With Frank Brevik, discussing the difference between Conservative, Moderate, and "Lunatic Fringe" productions 

Listening to Klaas Tindemans describe Ivo van Hove's 6-hour Belgian production of the Roman Tragedies
Of course, my trip wasn't all work and no play! I got to spend a few days before and after the conference sightseeing (and shopping!) in Montpellier and Paris.

Self portrait: Hermes at Hermès

My favorite tourist attraction in Paris was, perhaps not coincidentally, the one with the fewest tourists: the Père Lachaise cemetery is (apart from a small crowd more-or-less permanently gathered around Jim Morrison's grave) blissfully peaceful. We took a bouquet of flowers up and spent several hours just wandering through the cemetery laying tribute at the graves of the writers and artists who have been an inspiration to us. Here's me in front of the tomb of one of my favorites, Oscar Wilde:

Taking Europe by Storm!

 I'll be presenting an academic paper at this year's meeting of the European Shakespeare Research Association in Montpellier, France. The theme of this year's conference is Shakespeare & Myth. I'll be on a panel discussing "Protean Shakespeare: Adapting, Tradapting, Performing Early Modern Plays," talking about how prose fiction adaptations of Hamlet (including works by Salman Rushdie, John Updike, and Margaret Atwood as well as my own novel The Lunatic, the Lover and the Poet ) can be considered as non-theatrical "productions" of the play, and comparing "traditionalist" and avant-garde approaches to such intertextual fiction. This conference looks really exciting overall, with theatrical workshops and events as well as academic papers, so if you're in striking distance of Montpellier, France between June 26th-29th, come by and say Bonjour!
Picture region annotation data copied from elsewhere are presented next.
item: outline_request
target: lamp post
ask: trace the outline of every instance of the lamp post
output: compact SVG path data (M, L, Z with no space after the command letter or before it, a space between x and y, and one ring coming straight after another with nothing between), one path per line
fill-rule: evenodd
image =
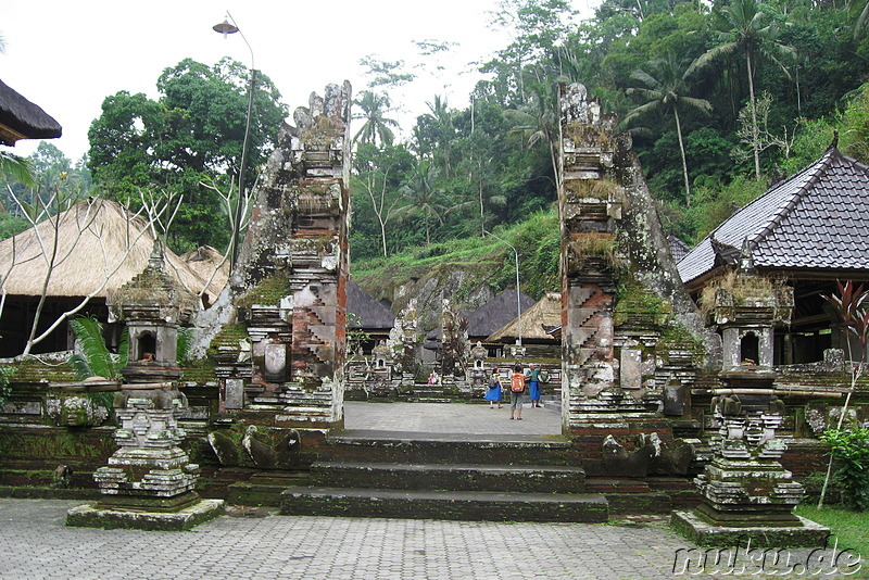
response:
M493 237L494 239L500 240L501 242L507 244L509 247L509 249L513 250L513 256L516 259L516 318L519 320L519 332L518 332L519 336L516 338L516 345L517 346L521 346L522 345L522 304L521 304L521 299L519 298L519 252L517 252L516 248L514 248L513 244L509 243L507 240L505 240L503 238L499 238L498 236L495 236L491 231L483 230L483 232L489 235L489 236L491 236L491 237Z
M230 24L229 21L232 21ZM248 168L248 149L250 143L251 137L251 117L253 116L253 90L256 84L256 68L254 67L254 60L253 60L253 49L251 48L250 42L244 37L244 33L236 24L236 20L232 15L227 11L226 17L224 22L221 24L215 24L212 26L214 31L224 35L226 38L227 35L238 33L241 36L241 39L244 40L244 43L248 46L248 50L251 51L251 83L248 87L248 117L244 122L244 142L241 146L241 167L238 172L238 200L236 201L236 211L235 215L232 216L232 239L229 241L231 244L232 252L230 253L230 268L236 264L236 260L238 260L238 249L240 245L239 237L241 236L241 206L242 200L244 199L244 172Z

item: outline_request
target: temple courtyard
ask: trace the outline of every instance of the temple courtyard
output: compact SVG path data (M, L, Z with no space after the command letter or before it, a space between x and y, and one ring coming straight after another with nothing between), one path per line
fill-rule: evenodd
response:
M521 421L509 420L506 406L482 404L347 403L345 412L348 430L360 434L525 440L559 429L554 406L526 406ZM767 555L764 564L763 552L746 546L709 555L671 531L663 516L609 524L444 521L281 516L276 508L230 506L226 516L189 532L156 532L66 526L67 509L80 503L0 499L0 579L652 580L801 570L804 578L831 578L832 571L829 550L783 551L778 563ZM846 571L855 570L839 569Z

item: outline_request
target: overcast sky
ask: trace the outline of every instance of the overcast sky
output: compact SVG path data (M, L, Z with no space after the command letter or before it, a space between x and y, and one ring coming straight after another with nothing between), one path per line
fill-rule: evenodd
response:
M588 0L575 0L588 10ZM508 42L489 27L498 0L2 0L0 78L40 105L63 126L51 140L73 161L88 149L87 131L105 97L119 90L156 98L164 68L192 58L214 64L231 56L247 66L251 52L236 34L212 30L228 10L253 49L255 67L277 86L290 111L307 103L311 91L349 79L366 88L366 54L385 60L421 61L413 41L456 42L445 68L420 77L398 96L404 112L394 116L405 130L438 93L451 106L467 104L480 78L469 63L484 61ZM26 155L36 141L18 141Z

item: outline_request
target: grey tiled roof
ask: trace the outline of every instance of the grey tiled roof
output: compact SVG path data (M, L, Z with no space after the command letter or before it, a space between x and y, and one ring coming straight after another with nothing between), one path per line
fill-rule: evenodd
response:
M830 148L679 261L683 282L750 251L766 268L869 269L869 167Z

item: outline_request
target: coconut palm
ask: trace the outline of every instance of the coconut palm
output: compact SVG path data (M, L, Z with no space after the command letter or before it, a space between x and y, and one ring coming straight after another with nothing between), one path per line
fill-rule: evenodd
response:
M631 110L622 122L630 125L634 119L653 111L664 109L672 113L676 119L676 135L679 138L679 154L682 156L682 177L685 181L685 204L691 206L691 180L688 178L688 162L685 161L685 146L682 140L682 122L679 117L680 108L689 108L702 113L709 113L713 105L706 99L689 97L691 90L689 73L690 63L687 60L677 60L675 55L667 54L664 59L656 59L646 63L644 68L638 68L631 74L645 85L628 89L628 94L638 94L645 103Z
M392 144L395 134L391 127L398 127L399 123L383 116L390 104L392 104L389 96L385 92L364 90L360 93L360 98L353 101L353 104L363 111L361 115L354 115L353 118L365 119L353 140L375 146L378 140L381 146Z
M759 58L766 58L778 64L784 74L790 74L783 62L793 60L796 51L793 47L777 40L779 28L771 22L770 9L758 0L731 0L730 5L718 13L719 45L697 58L691 65L689 74L719 59L734 53L745 56L748 75L748 99L752 111L752 135L754 149L755 176L760 178L759 127L757 126L757 101L754 92L754 72Z
M549 149L555 186L561 191L558 168L558 94L557 87L533 81L528 85L529 98L517 109L504 111L504 117L513 123L511 133L525 136L528 146L543 143Z
M434 189L437 177L437 169L432 169L427 161L420 161L411 181L402 188L407 205L399 207L394 214L399 222L413 216L421 217L426 229L426 245L431 243L431 223L443 224L442 216L448 212L446 204L441 200L442 193Z

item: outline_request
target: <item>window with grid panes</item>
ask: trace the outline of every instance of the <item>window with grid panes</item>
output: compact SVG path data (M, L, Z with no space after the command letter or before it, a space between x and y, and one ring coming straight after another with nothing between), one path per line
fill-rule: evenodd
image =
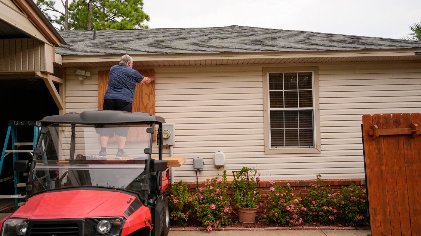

I won an Oregon Literary Fellowship!

Specifically, the Friends of the Lake Oswego Library William Stafford Fellowship in Creative Nonfiction. Which means I'll be spending some time this year working on a memoir about my childhood being raised by...well, the sort of people who would name a child "Myrlin Ambrosia Hermes." You can read a short excerpt from it at the Literary Arts online chapbook, as well as some very kind and insightful words from judge Michael Pearson and a Q&A in which I tried my best to answer both honestly and thoughtfully. My favorite answer, to a question about my creative process:

"Writing, for me, is like trying to remember a vivid and complicated dream. You can see and understand the entire scene in a flash, but it gets slippery when you try to pin down the details." 

Read the entire interview, as well as excerpts from the other honored writers, at the link above. And if you're an Oregon resident with a literary project in mind, there are still a couple of weeks left to get your application in for next year's awards. I've applied for several years running, so it just goes to show that you never know when your work will resonate with the judges. Good luck!